Vernal Fall is 400 and Nevada 700 feet high. The Merced River forms these falls, and flows on through the valley. I have been to these falls, and think them very pretty. There is a valley called Little Yosemite above Nevada Fall. Yosemite and Bridal Veil are two other falls in the valley. Yosemite, which is 2634 feet high, is nearly dry now. Bridal Veil Fall is 900 feet high. I have been to Mirror Lake, which the guides call Looking-glass Lake, because its waters reflect the mountains around its shore.

When you enter the valley you pass the mountain El Capitan, which the Indians call the Great Chief of the Valley. There is an Indian one hundred and six years old, the last of the Yosemite tribe, who lives here. Last Saturday it snowed nearly all day long. The mountains are covered with snow now, but in the valley it has melted. On one of the roads to the valley eighteen inches of snow fell.

Willie F. O.


Chicago, Illinois.

About one month ago my papa and myself were visiting out on a farm about fifty miles west of Chicago, where the folks were getting in hay. They have an old dog named Major, and he and I had lots of fun killing field-mice and moles that would run out of the hay when it was stirred up. He would swallow the mice, and hardly chew them at all. The moles he would not eat, neither will cats eat moles. At last Major grabbed a large frog that jumped out of the hay, and bit and shook him until we thought Mr. Frog was dead, when I took him up and set him on the end of the hay-rack, letting his long hind-legs hang down, and he looked just like many frog pictures I have seen. He never tried to get away or appeared to be alive for at least half an hour, and I was just saying what a fine funeral Ernest and I would have with the frog when Ernest came home from school, when, just as we were crossing a bridge on our way home, and I was holding froggy by his hind-legs, he gave a jerk and slipped out of my hands to the bridge, and then jumped into the creek below, looking up, as much as to say, "I've spoiled your funeral this time." Do you think he was partly killed, or was he playing 'possum, as I have heard people say?
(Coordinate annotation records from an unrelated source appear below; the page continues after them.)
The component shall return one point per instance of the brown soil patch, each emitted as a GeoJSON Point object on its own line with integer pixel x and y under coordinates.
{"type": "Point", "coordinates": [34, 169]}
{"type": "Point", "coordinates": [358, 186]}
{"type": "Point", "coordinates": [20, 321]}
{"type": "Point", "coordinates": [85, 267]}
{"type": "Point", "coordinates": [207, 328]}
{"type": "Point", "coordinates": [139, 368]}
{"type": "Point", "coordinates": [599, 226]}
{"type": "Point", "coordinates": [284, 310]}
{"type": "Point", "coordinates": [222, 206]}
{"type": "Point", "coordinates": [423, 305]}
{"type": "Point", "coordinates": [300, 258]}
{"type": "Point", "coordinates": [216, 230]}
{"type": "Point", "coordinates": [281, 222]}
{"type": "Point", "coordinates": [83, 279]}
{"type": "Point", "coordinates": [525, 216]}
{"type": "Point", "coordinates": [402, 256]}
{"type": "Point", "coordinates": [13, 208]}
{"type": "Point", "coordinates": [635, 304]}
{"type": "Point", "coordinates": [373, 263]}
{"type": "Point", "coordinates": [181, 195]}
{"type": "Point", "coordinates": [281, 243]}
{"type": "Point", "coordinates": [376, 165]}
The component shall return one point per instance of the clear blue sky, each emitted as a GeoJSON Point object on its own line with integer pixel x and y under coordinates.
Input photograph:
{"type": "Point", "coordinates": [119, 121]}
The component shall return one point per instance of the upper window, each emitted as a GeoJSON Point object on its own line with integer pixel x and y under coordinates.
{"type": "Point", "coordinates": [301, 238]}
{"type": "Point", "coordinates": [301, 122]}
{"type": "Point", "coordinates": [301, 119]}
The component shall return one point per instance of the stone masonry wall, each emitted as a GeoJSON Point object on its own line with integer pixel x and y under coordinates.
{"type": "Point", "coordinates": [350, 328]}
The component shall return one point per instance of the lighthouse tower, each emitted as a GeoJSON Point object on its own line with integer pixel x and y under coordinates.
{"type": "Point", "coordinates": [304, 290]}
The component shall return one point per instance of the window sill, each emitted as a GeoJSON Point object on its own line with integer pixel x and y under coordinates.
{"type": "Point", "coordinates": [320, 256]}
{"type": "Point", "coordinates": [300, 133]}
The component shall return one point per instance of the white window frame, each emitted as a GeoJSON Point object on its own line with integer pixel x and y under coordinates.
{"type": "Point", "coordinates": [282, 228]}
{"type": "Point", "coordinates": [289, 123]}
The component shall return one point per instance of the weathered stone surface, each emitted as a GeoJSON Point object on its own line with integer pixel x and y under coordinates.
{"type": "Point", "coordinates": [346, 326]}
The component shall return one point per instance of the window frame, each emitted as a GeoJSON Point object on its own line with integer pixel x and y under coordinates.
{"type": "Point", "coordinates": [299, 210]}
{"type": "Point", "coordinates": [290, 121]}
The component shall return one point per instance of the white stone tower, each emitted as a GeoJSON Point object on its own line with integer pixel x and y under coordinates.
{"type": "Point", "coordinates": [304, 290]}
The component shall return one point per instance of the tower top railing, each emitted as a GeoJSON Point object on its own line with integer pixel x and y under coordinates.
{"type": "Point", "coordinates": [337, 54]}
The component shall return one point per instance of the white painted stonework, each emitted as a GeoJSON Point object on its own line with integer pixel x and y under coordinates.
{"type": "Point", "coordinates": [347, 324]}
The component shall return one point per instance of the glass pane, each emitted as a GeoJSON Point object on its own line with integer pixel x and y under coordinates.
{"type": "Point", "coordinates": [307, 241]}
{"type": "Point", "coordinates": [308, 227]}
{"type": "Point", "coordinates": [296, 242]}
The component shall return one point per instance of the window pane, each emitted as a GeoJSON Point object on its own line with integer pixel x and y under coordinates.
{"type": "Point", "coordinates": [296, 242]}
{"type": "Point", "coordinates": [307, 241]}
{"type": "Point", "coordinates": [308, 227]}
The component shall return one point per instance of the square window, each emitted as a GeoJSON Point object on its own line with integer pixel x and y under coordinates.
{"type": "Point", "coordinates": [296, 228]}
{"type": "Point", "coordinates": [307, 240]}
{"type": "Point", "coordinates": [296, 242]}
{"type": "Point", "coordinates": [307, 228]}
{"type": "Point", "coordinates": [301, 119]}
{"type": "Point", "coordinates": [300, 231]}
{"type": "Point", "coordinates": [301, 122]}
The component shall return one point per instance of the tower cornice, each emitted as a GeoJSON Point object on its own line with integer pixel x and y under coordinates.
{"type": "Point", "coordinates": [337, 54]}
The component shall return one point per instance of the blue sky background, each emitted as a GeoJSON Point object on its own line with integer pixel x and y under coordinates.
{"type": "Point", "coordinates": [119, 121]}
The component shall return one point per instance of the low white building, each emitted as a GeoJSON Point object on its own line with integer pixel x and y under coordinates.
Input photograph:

My papa is writing this, as I can't write well enough for printers to read. He brings me Young People every week, and I like it.

Marvie.

Wouldn't I have given Major a shake for his treatment of the frog if I had been there? I am so glad poor froggy revived, and went leaping off. I suppose he was quite exhausted by Major's rough play, and revived when he felt his native air as you crossed the bridge. Long life to him!